Professor T.D. Noakes (OMS, MBChB, MD, D.Sc., Ph.D.[hc], FACSM, [hon] FFSEM UK, [hon] FFSEM Ire) studied at the University of Cape Town (UCT), obtaining a MBChB degree and an MD and DSc (Med) in Exercise Science. He is now an Emeritus Professor at UCT, following his retirement from the Research Unit of Exercise Science and Sports Medicine. In 1995, he was a co-founder of the now-prestigious Sports Science Institute of South Africa (SSISA).

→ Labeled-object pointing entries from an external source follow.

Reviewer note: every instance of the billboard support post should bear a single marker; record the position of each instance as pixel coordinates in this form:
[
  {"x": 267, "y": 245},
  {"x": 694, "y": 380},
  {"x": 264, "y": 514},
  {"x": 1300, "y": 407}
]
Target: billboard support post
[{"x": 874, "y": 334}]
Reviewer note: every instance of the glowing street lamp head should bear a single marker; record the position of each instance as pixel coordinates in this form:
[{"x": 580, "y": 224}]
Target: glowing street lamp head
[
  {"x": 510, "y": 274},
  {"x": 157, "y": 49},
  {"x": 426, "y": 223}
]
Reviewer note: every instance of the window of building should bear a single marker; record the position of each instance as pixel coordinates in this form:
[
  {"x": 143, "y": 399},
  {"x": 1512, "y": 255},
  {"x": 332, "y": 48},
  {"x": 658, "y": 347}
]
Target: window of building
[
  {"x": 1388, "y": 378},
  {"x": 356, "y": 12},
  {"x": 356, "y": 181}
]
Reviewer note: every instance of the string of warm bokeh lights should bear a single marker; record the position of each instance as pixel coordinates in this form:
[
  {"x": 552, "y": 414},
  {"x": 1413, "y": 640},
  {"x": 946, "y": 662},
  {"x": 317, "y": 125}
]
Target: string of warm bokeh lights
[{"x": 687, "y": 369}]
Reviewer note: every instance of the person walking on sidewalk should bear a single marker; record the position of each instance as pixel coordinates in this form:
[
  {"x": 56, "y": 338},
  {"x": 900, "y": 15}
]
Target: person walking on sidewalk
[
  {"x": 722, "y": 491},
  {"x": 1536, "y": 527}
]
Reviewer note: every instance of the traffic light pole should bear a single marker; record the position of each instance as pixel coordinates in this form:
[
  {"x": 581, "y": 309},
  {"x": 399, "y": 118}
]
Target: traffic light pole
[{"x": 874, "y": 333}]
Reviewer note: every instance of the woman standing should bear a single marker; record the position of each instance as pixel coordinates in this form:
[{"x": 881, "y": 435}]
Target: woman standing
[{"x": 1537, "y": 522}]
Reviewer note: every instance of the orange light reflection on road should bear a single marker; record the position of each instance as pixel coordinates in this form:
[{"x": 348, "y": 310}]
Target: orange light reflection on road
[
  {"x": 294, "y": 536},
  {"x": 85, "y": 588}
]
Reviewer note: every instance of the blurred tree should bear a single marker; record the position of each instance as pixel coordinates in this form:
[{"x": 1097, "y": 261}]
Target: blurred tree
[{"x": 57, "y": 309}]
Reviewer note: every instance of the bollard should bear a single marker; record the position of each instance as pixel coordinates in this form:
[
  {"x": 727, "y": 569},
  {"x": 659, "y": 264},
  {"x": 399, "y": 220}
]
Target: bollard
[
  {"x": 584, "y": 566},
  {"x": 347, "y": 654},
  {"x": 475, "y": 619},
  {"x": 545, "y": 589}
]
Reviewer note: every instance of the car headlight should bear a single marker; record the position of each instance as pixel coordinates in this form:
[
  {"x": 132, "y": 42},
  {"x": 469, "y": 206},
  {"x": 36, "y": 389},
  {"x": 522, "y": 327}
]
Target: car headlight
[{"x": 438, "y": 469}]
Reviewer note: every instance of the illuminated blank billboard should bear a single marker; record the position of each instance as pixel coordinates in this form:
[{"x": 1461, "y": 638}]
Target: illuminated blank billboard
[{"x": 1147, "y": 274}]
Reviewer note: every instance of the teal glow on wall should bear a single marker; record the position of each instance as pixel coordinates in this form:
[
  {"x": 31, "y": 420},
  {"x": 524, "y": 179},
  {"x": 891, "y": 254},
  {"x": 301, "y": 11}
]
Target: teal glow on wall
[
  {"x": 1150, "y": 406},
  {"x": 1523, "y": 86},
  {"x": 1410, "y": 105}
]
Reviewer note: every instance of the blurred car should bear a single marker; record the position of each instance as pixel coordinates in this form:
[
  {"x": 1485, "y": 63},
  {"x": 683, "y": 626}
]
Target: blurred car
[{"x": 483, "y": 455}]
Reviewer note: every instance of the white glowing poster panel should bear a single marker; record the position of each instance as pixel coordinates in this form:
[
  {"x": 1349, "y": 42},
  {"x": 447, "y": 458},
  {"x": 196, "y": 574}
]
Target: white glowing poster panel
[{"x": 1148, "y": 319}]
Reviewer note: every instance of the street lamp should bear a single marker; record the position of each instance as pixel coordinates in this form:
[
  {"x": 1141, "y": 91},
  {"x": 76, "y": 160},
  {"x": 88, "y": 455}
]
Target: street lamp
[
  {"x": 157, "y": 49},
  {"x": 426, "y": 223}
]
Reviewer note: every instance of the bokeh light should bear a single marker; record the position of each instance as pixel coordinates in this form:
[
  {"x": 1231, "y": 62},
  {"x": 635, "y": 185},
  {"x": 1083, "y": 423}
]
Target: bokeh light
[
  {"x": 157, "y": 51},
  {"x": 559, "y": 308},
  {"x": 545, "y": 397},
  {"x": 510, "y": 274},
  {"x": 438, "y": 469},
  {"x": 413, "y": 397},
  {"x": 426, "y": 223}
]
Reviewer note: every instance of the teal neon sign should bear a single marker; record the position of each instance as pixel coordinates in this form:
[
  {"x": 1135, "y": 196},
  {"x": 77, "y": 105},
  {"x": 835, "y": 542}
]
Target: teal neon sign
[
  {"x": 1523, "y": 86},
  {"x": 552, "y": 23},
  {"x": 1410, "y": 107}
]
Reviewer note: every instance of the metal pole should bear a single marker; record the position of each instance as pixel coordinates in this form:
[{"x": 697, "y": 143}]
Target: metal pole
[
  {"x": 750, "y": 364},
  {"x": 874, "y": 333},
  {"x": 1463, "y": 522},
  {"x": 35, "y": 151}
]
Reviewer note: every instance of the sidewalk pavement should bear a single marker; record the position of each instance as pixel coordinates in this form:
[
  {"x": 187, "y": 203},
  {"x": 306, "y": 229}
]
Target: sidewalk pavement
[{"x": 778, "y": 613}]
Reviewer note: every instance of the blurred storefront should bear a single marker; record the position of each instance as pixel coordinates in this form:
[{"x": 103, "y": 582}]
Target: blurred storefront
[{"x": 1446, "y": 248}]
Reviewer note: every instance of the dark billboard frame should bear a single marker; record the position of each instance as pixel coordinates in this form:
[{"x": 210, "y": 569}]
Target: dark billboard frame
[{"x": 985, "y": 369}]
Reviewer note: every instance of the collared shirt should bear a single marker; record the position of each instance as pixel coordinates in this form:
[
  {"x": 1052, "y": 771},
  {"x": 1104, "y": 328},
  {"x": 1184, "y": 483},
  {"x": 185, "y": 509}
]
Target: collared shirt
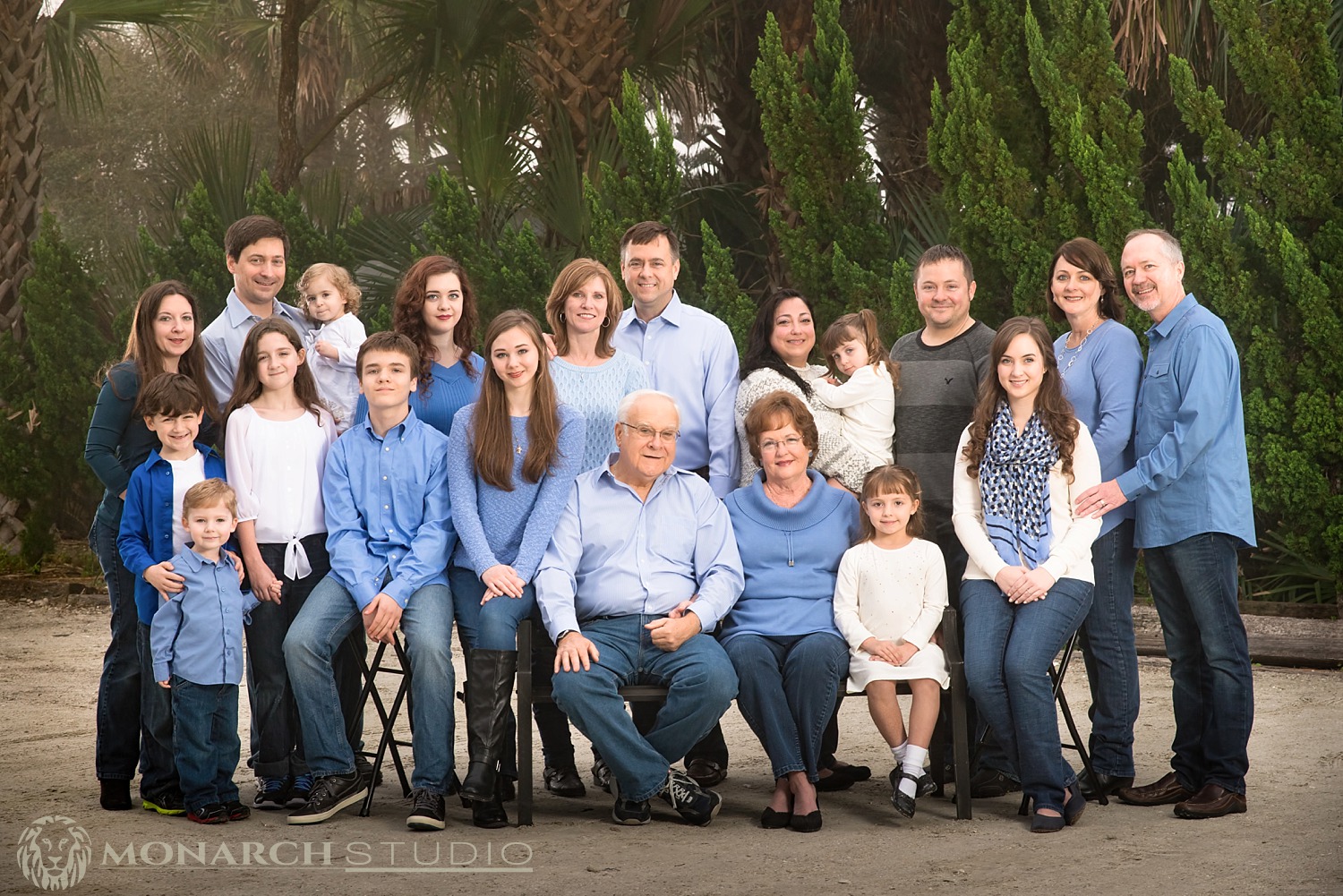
[
  {"x": 689, "y": 354},
  {"x": 389, "y": 516},
  {"x": 223, "y": 341},
  {"x": 614, "y": 554},
  {"x": 1192, "y": 474},
  {"x": 198, "y": 635},
  {"x": 145, "y": 535}
]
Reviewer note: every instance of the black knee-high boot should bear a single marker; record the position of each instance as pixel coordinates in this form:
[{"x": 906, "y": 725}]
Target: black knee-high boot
[{"x": 489, "y": 683}]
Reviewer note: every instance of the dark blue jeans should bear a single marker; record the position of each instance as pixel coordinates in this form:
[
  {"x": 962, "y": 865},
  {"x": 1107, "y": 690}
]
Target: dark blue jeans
[
  {"x": 206, "y": 740},
  {"x": 787, "y": 691},
  {"x": 274, "y": 715},
  {"x": 1213, "y": 689},
  {"x": 117, "y": 748},
  {"x": 1109, "y": 653},
  {"x": 1009, "y": 649},
  {"x": 158, "y": 766}
]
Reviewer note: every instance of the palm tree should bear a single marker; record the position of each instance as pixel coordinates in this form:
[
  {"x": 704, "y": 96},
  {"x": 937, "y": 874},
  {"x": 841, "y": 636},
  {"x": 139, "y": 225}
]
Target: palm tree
[{"x": 58, "y": 47}]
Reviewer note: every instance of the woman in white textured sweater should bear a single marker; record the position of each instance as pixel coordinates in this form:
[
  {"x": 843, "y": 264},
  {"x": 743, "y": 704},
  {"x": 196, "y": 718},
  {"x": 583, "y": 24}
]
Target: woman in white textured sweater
[{"x": 1020, "y": 466}]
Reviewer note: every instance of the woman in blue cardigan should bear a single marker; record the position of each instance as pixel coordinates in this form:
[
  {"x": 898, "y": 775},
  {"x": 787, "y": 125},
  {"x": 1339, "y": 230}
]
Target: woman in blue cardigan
[{"x": 791, "y": 531}]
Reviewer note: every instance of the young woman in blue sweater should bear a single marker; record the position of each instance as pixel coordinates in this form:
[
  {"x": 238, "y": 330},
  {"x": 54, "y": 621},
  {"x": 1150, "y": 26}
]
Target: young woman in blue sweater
[{"x": 512, "y": 458}]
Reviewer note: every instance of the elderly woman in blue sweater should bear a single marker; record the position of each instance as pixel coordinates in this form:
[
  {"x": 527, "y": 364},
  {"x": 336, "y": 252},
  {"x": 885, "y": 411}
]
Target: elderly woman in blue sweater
[{"x": 791, "y": 531}]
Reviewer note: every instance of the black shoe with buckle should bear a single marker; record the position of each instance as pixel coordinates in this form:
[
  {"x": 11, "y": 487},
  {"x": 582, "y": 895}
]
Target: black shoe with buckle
[
  {"x": 564, "y": 782},
  {"x": 329, "y": 794}
]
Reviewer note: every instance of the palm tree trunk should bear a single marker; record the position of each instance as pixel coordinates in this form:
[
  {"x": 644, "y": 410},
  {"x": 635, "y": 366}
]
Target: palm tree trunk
[{"x": 21, "y": 75}]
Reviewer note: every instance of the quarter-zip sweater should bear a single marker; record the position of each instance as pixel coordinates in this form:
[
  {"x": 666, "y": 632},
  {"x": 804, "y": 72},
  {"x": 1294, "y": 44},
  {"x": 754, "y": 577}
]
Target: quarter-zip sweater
[{"x": 790, "y": 557}]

He has been rated an A1 scientist by the National Research Foundation of SA (NRF) for a second five-year term. In 2008, he received the Order of Mapungubwe, Silver, from the President of South Africa for his “excellent contribution in the field of sports and the science of physical exercise.”

Noakes has published more than 750 scientific books and articles. He has been cited more than 16,000 times in scientific literature and has an H-index of 71. He has won numerous awards over the years and made himself available on many editorial boards. He has authored many books, including Lore of Running (4th Edition), considered to be the “bible” for runners; his autobiography, Challenging Beliefs: Memoirs of a Career; Waterlogged: The Serious Problem of Overhydration in Endurance Sports (in 2012); and The Real Meal Revolution (in 2013).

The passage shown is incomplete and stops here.